Middle and high school girls get hands-on electrical experience at the Oregon Tradeswomen’s career fair, an annual event sponsored in part by Portland, Ore., Local 48.  

The gender pay gap is shrinking, but it’s happening at a glacially slow pace. One place where it’s smaller than average though, is the unionized trades. And collaborations like that between Oregon Tradeswomen, a nonprofit that supports women in the trades, and Portland, Ore., Local 48 are bringing great career opportunities to more and more women.

“We are completely committed to supporting women and minorities in the trades and have been for years,” said Local 48 Business Manager Gary Young. “Oregon Tradeswomen has been a tremendous partner in that effort.”

Only 3 percent of tradespeople nationwide are women, though in Oregon it’s 7 percent. Kelly Kupcak, Oregon Tradeswomen executive director, credits that in part to the construction boom, but also to their partnerships with trade unions.  

“Working with locals like 48 is critical,” Kupcak said. “Without it, we’re working in a vacuum.”

Local 48 was a sponsor of Oregon Tradeswomen’s annual career fair in May, offering financial support as well as the use of its training center to the 2,000-plus attendees. Members also led workshops on how to wire a light and build a transmitter and light display.

Both organizations recognize the need to grow the workforce, said Bridget Quinn, workforce development coordinator with the NECA/IBEW Electrical Training Center.

“This job is the reason I can buy a house,” said Kara Edwards, an inside wireman and member of Local 48. “The chance to earn a good living doing something I love, why wouldn’t I want to do that?”

Too often though, women and girls don’t even consider the trades, Quinn said.

“It never even enters their minds,” Quinn said. “It’s not until they get an opportunity like the career fair and meet a woman in the trades that it seems like something they could do.”
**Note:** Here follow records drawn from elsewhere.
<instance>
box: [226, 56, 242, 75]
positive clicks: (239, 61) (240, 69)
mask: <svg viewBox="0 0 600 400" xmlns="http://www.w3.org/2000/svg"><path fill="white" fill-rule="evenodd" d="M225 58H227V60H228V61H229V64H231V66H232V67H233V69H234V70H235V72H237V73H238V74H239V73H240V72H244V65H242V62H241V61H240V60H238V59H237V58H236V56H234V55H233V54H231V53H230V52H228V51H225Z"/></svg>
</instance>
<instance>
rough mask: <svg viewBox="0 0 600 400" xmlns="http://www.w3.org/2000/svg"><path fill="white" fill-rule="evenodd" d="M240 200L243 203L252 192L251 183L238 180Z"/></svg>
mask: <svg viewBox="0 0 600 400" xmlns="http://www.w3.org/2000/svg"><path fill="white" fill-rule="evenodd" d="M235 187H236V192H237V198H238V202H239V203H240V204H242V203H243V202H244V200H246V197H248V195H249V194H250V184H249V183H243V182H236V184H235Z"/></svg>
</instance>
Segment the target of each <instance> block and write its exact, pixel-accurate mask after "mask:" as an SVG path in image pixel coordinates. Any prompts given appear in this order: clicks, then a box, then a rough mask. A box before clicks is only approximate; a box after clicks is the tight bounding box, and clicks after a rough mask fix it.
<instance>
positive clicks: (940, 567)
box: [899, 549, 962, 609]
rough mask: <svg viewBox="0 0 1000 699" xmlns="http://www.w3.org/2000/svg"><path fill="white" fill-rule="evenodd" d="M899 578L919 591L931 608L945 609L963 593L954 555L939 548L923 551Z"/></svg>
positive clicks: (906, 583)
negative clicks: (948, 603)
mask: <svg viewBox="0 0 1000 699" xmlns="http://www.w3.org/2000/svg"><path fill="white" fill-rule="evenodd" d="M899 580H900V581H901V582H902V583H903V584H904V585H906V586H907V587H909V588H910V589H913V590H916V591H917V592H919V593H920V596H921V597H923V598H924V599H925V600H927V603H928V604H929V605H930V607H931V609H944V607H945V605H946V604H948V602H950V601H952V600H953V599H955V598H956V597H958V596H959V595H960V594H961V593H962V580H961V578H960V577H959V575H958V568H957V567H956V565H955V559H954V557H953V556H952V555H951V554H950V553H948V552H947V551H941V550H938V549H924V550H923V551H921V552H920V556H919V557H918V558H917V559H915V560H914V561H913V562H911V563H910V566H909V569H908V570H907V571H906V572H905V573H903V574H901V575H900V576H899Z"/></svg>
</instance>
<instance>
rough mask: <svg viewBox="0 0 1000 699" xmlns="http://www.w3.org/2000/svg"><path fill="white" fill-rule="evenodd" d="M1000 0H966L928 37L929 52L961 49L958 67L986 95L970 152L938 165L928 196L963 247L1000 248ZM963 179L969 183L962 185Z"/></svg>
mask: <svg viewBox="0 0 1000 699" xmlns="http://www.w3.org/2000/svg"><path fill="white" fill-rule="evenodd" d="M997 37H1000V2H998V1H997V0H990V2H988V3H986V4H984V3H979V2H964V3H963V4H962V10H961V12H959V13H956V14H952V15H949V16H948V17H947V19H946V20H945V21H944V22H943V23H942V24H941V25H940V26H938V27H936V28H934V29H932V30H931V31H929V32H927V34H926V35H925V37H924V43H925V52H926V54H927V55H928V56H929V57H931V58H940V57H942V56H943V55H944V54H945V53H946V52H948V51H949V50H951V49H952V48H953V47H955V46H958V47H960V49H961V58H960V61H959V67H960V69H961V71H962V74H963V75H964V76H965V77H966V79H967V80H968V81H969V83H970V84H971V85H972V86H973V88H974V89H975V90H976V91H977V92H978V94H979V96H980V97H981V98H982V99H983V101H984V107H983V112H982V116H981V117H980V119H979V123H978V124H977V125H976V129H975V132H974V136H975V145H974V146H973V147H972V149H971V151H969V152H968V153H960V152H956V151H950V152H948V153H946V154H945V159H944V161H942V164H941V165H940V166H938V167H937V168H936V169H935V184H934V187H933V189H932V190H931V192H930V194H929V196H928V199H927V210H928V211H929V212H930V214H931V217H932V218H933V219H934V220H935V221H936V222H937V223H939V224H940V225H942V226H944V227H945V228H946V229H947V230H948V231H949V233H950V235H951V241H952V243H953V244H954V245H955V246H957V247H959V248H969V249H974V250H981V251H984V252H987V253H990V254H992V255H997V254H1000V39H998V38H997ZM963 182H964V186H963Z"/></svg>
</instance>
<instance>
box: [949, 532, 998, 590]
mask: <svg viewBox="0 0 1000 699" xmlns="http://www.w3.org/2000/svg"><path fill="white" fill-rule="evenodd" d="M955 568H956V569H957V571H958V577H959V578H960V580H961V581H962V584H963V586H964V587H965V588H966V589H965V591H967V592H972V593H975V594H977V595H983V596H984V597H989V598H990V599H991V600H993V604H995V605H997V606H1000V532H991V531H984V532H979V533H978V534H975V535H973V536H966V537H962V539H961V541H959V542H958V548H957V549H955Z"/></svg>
Usually if a girl is interested it’s because her parents encouraged her, Quinn said, which doesn’t happen often.

“Parents are terrified their kids won’t go to college. They equate it with failure,” Quinn said. “They do it with sons as well as daughters, but daughters are also dealing with gender norms where counselors and teachers won’t even talk to them about the trades. That makes it harder for them to break out.”

If the career fair is any indication, once girls are given the chance to explore the trades, they take to it just as eagerly as boys do.

“The volume in the building was insane,” Quinn said of the training center during the career fair. “There was a lot of laughing and smiling.”

And when people do enter the trades, they do so without having to repay student loans.

“A job in the trades, with wage parity and no student loan debt, is a ticket to the middle class,” said Ninth District Vice President John O’Rourke. “It’s important to promote this opportunity to everyone in our community, including women and minorities.”

Quinn and Kupcak both noted the need to not just recruit but retain women and girls. That means promoting mentoring. It also means getting men on board and decreasing harassment. All Local 48 apprentices get sexual harassment and diversity training, Quinn said. They’re also in the process of implementing the Green Dot program, a bystander training that focuses on reducing bullying and sexual harassment.  

“If you speak up, it slowly starts to change the culture,” Quinn said. “It’s like what happened with safety. You used to have this macho culture where safety gear wasn’t manly or cool. Now it’s totally different.”